Iran, it’s fair to say, is giddy at the prospect of the West’s lifting sanctions on its oil exports as part of ongoing nuclear talks. It reportedly intends to double those exports as soon as possible, a possibility the rest of the world’s oil suppliers—and especially Iran’s fellow OPEC member states—aren’t looking forward to in today’s oversupplied, bearish market. But while no petrostate wants crude prices dipping further because of a resurgent Iran, Russia may be the biggest loser if this deal goes through. Bloomberg reports:
“Iran is going to be competing in Europe head-on with Russia,” said Ed Morse, head of commodities research at Citigroup Inc.

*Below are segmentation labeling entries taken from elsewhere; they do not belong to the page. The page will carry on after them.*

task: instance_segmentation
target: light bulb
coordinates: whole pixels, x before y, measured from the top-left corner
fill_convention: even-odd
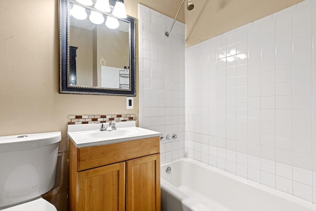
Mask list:
[[[91,11],[89,16],[90,21],[95,24],[101,24],[104,21],[104,17],[102,14],[95,11]]]
[[[115,6],[114,7],[114,9],[113,9],[112,14],[113,15],[118,17],[119,18],[127,18],[127,15],[126,15],[126,11],[125,9],[124,3],[121,1],[117,1],[115,3]]]
[[[74,4],[73,8],[70,10],[70,14],[79,20],[84,20],[87,16],[85,9],[82,6],[77,4]]]
[[[81,4],[86,5],[87,6],[92,6],[93,4],[92,0],[76,0],[78,2]]]
[[[117,19],[108,16],[105,25],[109,29],[115,29],[118,27],[119,23]]]
[[[94,5],[94,7],[97,10],[102,11],[102,12],[111,12],[109,0],[98,0]]]

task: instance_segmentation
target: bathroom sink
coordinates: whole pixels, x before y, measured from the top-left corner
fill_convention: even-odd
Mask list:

Russia, whose benchmark export grade is similar to Iran’s flagship blend, has been the main beneficiary of [Iran’s oil production] decline. Exports into Iran’s main markets in Asia and Europe have more than doubled, growing by 420,000 barrels a day from 2011 to 2014, according to data compiled by Trade Map, a database of trade flows between nations.

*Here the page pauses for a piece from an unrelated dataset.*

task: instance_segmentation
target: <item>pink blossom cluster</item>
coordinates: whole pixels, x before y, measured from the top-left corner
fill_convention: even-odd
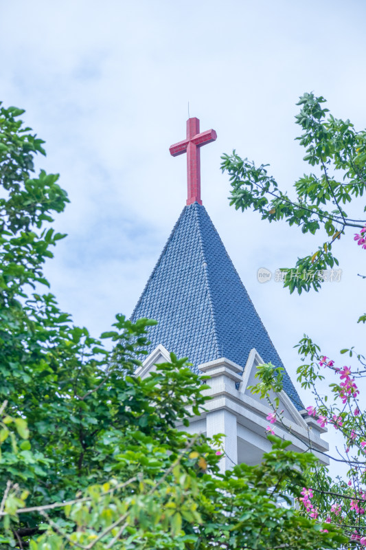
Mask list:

Russia, that is, was the main beneficiary of Iran’s crimped exports because it produces a similar type of crude as the country, and it welcomed the opportunity to extend its grip over European energy markets when sanctions pushed Iran out. Moscow has made policymakers across Europe skittish (to say the least) with its aggression in Ukraine, which has kickstarted conversations about diversifying away from Russian energy supplies. In that context, increased competition in the continental market is potentially coming at the worst possible time for Putin.